Fed Has Not One Word About Fiscal Deficits

Wednesday, July 19, 2006

Amidst a general advertisement for the strength of the US economy and persistent reminders that inflation is here and will likely not go away that easy, the Federal Reserve's testimony to Congress lacks an important memo to the government. Ben Bernanke, at his first appearance as Fed chairman on Capitol hill, did not once utter a word about fiscal deficits or address the government in any other way. The Fed under Greenspan was a constant reminder that something should be done about unsustainable double deficits.
Not so in Bernanke's initial address that offers too much comfort and too little in critical analysis.
No word on deficits, no word on Fannie Mae and Freddie Mac.
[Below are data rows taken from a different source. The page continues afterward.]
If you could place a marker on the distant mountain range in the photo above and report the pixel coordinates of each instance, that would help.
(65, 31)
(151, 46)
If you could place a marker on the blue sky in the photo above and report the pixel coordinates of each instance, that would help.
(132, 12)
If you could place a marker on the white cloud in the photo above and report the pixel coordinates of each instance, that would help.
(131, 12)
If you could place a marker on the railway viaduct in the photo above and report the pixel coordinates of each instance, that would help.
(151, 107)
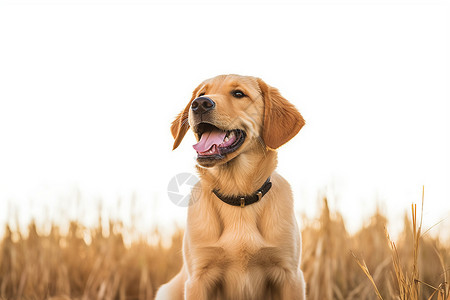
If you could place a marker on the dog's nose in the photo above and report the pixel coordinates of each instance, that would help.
(202, 105)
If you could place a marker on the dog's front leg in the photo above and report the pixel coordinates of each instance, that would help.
(195, 289)
(294, 287)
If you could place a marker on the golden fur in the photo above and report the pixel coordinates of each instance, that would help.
(232, 252)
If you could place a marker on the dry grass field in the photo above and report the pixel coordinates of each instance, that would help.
(95, 263)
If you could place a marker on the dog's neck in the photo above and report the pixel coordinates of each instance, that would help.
(241, 176)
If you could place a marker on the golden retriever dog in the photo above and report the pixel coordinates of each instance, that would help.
(241, 240)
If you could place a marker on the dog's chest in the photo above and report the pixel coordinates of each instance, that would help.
(242, 262)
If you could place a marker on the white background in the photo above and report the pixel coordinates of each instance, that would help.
(88, 91)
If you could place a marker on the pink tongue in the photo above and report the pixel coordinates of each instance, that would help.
(209, 139)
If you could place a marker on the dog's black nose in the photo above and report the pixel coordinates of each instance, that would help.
(202, 105)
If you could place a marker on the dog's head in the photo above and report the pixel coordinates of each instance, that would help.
(232, 114)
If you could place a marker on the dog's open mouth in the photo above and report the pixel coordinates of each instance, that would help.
(215, 143)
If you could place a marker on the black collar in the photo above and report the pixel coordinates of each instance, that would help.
(242, 201)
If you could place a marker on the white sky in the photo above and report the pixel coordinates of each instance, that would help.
(88, 91)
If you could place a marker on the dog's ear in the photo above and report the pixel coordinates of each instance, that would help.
(181, 125)
(282, 121)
OK, not that the White House has in any way heeded Greenspan's advice, but the Fed going completely silent on pressing matters under a Bush regime that strictly bars any dissent I begin to wonder how much value will lie in future information.
I wonder if overstretched real estate users (does one really own a place mortgaged to the bank?) will find comfort in the Fed's take on consumers:
"The slowing of the housing market may restrain other forms of household spending as well. With homeowners no longer experiencing increases in the equity value of their homes at the rapid pace seen in the past few years, and with the recent declines in stock prices, increases in household net worth are likely to provide less of a boost to consumer expenditures than they have in the recent past. That said, favorable fundamentals, including relatively low unemployment and rising disposable incomes, should provide support for consumer spending. Overall, household expenditures appear likely to expand at a moderate pace, providing continued impetus to the overall economic expansion."
From "Core" To PCE
The Fed also signals a more dovish take on inflation. From "core" it shifts its eye further to the Personal Consumer Expenditures (PCE) indicator - to be exact the "core" PCE - which paints an even softer picture and is seen between 2.25% and 3% this year and 2% to 2.25% in 2007. A dove greets.
Real GDP growth is seen at 3% to 3.75% in the running year and the Fed expects growth to slow 2.5% to 3.25% next year.
Rates? Bet For Worse
Reiterating its view that future rate policy will depend on incomaing data I still see no reason why the Fed should step off the accelerator. Take note that "other" commodities next to energy have inched up the watchlist of the Fed.
"Inflation has been higher than we had anticipated in February, partly as a result of further sharp increases in the prices of energy and other commodities,"
said Bernanke, describing what drives prices higher. Looking at oil prices and gold's reaction to Bernanke's testimony I see more trouble ahead than the benign Fed.